At the river end of the Grand Hall, a
suspended staircase leads to the galleries on the upper levels.
From the upper levels, visitors can look down into the Grand
Hall to re-orient themselves after emerging from the exhibition
halls.
© Canadian Museum of Civilization, D2004-18599, CD2004-1377
|
|
The same sensitivity is seen in the attention to public
circulation. Several large assembly areas allow hundreds of
visitors to group at one time. The main entrance and a tour
group entrance are accessible from Laurier Street or the
driveway that rims the entrance plaza, while another entrance
provides access from the riverside park. The underground parking
area also has direct access into the museum. Escalators and
elevators linking the three levels of the public wing are close
to either end of the wing, which makes it easier for visitors to
identify the principal circulation route. There was particular
concern for handicapped visitors; elevators, ramps, provision of
lower viewing angles, and care in placement of equipment
controls, are among the efforts to look after their special
needs. In only a few places is universal access still difficult.

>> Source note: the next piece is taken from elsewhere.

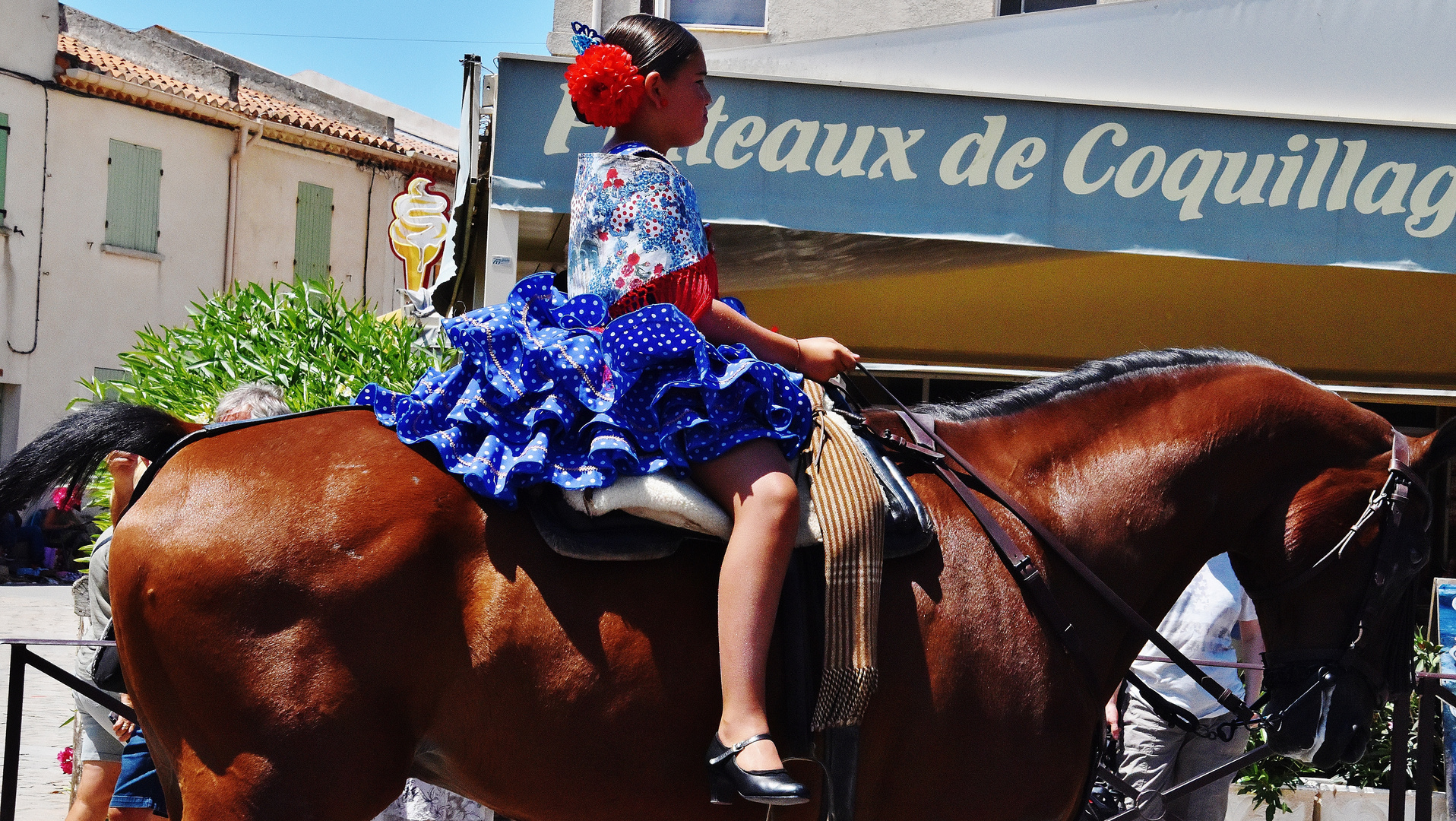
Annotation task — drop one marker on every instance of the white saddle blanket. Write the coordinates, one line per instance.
(679, 502)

Not only the visiting public, but artifacts too have circulation
requirements. It was desirable to differentiate human and
artifact circulation routes, as far as possible. The separation
of curatorial and public wings helps here. They are linked only
on the lowest level of the museum, by a wide corridor, the Main
Artifact Route. This runs the length of the curatorial wing,
and other corridors chiefly for artifact movement are on the
higher levels of that wing; smaller corridors for staff are on
the far side of that wing. Although there are no such dedicated
routes for artifact movement in the public wing, a freight
elevator there is reserved for artifacts, and connects with the
end of the Main Artifact Route.
If Cardinal's design has satisfied the human needs of the
building, it is no less successful in satisfying the needs of
the artifacts. The separation of public and curatorial wings has
facilitated the differentiation of levels of security for
collections not on display. Positioning the collections holding
areas in the centre of the curatorial wing may be likened to
placing a strong-box inside a vault, or more appropriately the
West Coast Native treasure chest which contains other worlds
nested in boxes. Wrapping offices and work-areas around the
collections holding rooms not only increases their security, but
helps guarantee stable environmental conditions. The storage and
working areas are about 50% larger than in the total
previous accommodations, and provide facilities of a quality
commensurate with the importance of the collections and the
curatorial work.
Seen here are plans of two of the six
levels of the curatorial block - levels one (bottom) and
five (top) - with the layout of collections storage
furniture shown.
© Canadian Museum of Civilization, D2004-23610, CD2004-1378
|
|
In the public wing the choice of materials for construction and
limited areas of glazing (outside the Grand Hall) provide the
galleries with a high thermal inertia and relatively stable
environment. The demands of communications systems, security
systems, lighting requirements, environmental controls, and
building maintenance equipment necessitated a heavy-duty
electrical system. Power failure is guarded against by having
the power supply come from not one, but two substations in
Gatineau; if both fail, the museum has back-up generators to
support security and environmental systems.